Myxoid Liposarcoma


Myxoid liposarcomas (MLS) are malignant tumours that usually occur as a large painless mass and occur commonly in the extremities, particularly the thigh.  This tumour classification accounts for 15-20% of liposarcomas and represents 5% of all soft tissue sarcomas in adults. 

95% of cases have a t(12;16)(q13;p11) rearrangement resulting in the fusion of the 5’FUS to the 3’DDIT3. 5% of cases can have a t(12;22)(q13;q12) resulting in a fusion of EWSR1 and DDIT3. The different fusions are not known to be associated with a difference in histological grade or clinical outcome.

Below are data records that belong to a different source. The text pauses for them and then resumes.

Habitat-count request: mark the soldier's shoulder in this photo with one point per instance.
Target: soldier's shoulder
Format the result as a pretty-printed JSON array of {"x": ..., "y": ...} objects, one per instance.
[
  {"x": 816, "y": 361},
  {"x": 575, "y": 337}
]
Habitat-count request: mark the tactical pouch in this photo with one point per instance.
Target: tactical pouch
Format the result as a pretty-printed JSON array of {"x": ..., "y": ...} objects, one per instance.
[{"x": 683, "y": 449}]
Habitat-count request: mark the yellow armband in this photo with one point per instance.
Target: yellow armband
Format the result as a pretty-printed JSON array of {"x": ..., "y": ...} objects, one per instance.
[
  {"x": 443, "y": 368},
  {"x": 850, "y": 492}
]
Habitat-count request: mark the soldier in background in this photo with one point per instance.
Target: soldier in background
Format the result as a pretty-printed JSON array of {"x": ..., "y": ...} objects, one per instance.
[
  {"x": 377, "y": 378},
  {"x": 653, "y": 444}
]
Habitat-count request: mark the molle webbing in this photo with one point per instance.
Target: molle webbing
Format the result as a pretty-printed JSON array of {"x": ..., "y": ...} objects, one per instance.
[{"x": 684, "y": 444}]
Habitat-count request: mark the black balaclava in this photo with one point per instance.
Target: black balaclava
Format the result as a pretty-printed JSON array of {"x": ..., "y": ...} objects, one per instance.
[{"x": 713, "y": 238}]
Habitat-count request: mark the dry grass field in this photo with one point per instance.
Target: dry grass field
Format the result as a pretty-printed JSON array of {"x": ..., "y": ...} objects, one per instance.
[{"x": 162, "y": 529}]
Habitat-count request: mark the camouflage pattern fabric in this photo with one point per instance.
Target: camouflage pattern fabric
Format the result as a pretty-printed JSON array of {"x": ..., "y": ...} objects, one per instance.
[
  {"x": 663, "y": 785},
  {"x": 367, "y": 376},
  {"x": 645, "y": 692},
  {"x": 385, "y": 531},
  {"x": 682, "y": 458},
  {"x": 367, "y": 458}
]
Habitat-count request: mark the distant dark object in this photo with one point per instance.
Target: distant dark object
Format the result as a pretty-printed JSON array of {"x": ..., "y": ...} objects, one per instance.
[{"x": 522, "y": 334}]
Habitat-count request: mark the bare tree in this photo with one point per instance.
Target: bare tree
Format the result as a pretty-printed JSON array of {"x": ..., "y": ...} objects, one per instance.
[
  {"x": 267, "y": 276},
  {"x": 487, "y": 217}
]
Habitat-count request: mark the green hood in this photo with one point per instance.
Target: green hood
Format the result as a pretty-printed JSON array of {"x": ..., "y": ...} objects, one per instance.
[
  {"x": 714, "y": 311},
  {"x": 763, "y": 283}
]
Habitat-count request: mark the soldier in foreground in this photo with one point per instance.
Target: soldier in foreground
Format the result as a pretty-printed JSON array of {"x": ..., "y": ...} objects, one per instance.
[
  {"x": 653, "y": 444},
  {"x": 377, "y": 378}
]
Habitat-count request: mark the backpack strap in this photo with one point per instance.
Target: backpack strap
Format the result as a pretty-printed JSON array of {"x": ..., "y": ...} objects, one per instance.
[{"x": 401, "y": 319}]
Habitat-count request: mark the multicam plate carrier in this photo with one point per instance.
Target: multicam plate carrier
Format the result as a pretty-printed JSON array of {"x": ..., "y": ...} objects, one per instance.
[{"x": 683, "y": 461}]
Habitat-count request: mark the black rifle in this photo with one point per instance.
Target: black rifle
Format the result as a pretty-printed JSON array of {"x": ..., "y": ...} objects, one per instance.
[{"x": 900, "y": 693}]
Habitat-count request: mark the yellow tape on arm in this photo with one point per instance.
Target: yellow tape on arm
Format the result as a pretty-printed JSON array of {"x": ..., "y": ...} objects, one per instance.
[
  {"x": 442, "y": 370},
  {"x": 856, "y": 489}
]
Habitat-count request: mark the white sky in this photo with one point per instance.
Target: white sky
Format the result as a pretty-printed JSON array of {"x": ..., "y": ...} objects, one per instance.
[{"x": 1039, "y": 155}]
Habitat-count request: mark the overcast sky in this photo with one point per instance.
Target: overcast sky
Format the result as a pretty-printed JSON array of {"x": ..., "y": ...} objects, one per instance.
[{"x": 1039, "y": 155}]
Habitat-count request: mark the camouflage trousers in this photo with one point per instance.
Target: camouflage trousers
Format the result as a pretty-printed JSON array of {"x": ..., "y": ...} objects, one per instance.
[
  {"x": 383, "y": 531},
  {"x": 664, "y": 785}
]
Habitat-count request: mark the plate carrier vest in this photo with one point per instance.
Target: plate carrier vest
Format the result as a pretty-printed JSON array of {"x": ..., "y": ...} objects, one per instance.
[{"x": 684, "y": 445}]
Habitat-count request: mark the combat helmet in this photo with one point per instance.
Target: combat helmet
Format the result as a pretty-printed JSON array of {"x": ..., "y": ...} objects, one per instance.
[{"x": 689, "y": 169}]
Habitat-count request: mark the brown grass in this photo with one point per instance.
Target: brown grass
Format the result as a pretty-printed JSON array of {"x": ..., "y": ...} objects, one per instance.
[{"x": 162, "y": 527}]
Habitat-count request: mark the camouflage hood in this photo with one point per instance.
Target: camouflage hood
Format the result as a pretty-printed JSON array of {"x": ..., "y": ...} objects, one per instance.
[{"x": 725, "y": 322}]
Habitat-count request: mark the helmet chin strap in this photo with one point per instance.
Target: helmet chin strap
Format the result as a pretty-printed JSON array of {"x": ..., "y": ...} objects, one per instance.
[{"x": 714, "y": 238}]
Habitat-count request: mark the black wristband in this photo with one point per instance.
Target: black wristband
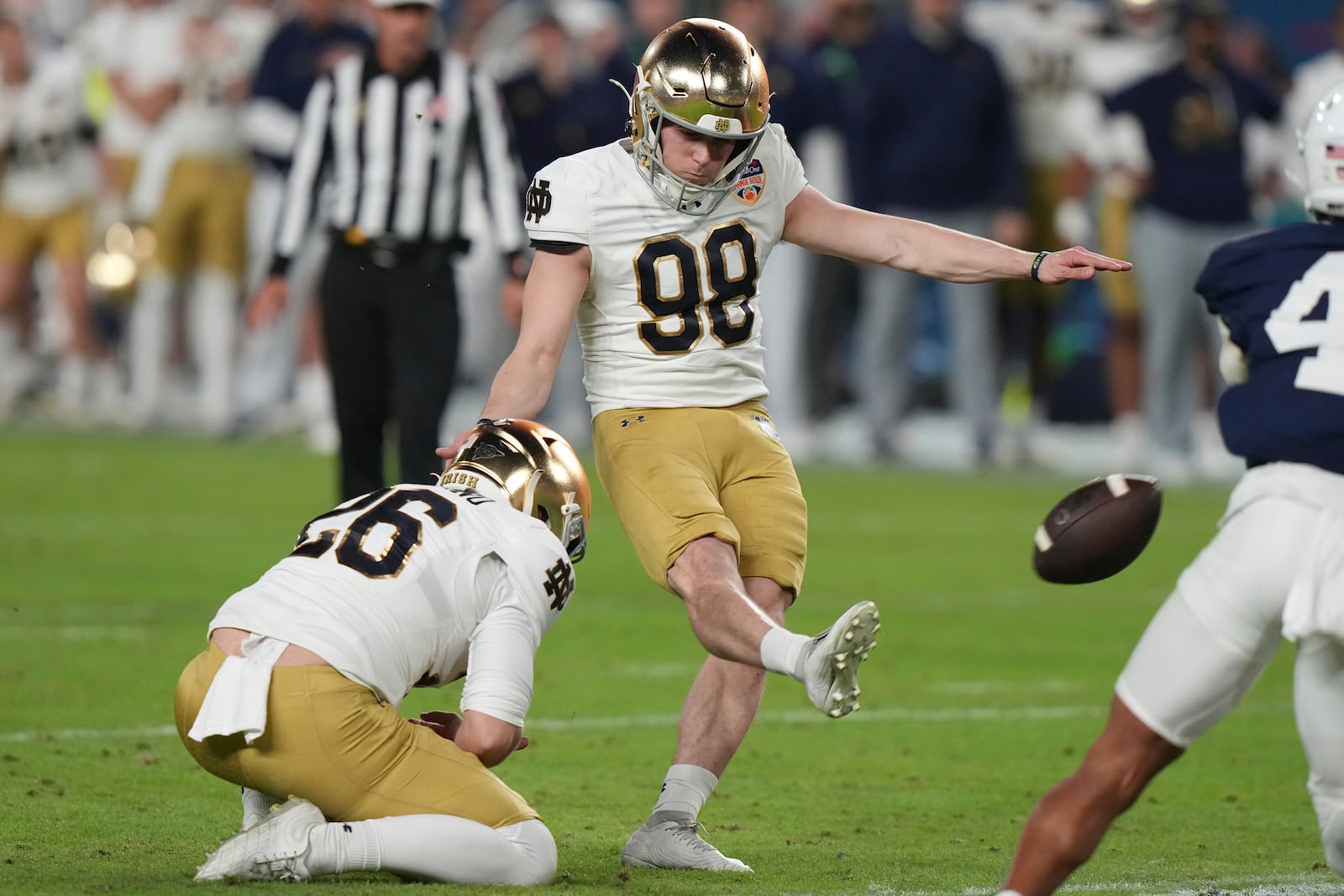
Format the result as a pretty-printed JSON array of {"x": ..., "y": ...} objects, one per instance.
[{"x": 1035, "y": 265}]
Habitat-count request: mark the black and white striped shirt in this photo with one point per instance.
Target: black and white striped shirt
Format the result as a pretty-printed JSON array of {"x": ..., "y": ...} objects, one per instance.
[{"x": 396, "y": 149}]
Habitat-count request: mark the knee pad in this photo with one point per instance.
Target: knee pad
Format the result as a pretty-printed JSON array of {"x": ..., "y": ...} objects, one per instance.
[{"x": 1328, "y": 801}]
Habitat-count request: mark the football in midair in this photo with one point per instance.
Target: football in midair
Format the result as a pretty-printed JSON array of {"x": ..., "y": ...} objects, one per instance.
[{"x": 1099, "y": 528}]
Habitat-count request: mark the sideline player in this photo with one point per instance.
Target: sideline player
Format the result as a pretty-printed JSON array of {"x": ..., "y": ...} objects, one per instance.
[
  {"x": 1274, "y": 567},
  {"x": 656, "y": 246},
  {"x": 409, "y": 586}
]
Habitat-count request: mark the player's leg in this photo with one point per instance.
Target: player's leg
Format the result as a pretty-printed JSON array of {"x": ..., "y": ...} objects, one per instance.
[
  {"x": 1168, "y": 369},
  {"x": 355, "y": 761},
  {"x": 1319, "y": 701},
  {"x": 738, "y": 620},
  {"x": 1068, "y": 821},
  {"x": 1122, "y": 331},
  {"x": 296, "y": 842},
  {"x": 886, "y": 332},
  {"x": 67, "y": 244},
  {"x": 423, "y": 363},
  {"x": 217, "y": 288},
  {"x": 1200, "y": 654},
  {"x": 18, "y": 250},
  {"x": 354, "y": 320},
  {"x": 974, "y": 371},
  {"x": 150, "y": 329}
]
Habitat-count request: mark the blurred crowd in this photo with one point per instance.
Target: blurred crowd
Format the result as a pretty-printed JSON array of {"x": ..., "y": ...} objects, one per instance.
[{"x": 145, "y": 145}]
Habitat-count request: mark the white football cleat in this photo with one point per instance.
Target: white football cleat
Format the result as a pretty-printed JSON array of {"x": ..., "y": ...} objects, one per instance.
[
  {"x": 255, "y": 806},
  {"x": 672, "y": 840},
  {"x": 832, "y": 665},
  {"x": 273, "y": 849}
]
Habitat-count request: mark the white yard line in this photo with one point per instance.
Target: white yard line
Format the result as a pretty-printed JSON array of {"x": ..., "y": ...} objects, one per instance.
[
  {"x": 74, "y": 633},
  {"x": 669, "y": 720},
  {"x": 1258, "y": 886}
]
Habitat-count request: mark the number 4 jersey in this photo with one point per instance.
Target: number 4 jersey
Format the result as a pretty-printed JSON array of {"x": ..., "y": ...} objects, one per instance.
[
  {"x": 417, "y": 586},
  {"x": 669, "y": 317},
  {"x": 1281, "y": 295}
]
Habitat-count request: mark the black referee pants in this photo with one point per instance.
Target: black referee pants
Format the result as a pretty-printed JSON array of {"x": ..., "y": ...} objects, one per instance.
[{"x": 391, "y": 344}]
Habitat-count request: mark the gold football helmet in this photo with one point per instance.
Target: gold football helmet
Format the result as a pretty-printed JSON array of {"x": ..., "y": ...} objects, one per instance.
[
  {"x": 703, "y": 76},
  {"x": 535, "y": 469}
]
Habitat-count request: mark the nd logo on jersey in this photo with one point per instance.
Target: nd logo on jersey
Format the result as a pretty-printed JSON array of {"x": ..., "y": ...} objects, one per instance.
[{"x": 750, "y": 183}]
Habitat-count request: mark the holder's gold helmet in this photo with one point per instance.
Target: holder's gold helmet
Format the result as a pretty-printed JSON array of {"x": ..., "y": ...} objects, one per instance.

  • Completed CGL Cytogenetics Solid Tumour Testing requisition form
  • FFPE Tumour specimen (see Specimen GuidelinesCytogenetics FISH FFPE test type)
    • An H&E stained slide with the tumour region circled, and the estimated % tumour content written in the Tumour Content field of the requisition.  NOTE: A minimum of 10% tumour and at least 200 nuclei is required.
    • Specimen block and/or at least one unstained slide for each probe requested.


Results are reported within fourteen days from receipt of specimen and completed requisition form.  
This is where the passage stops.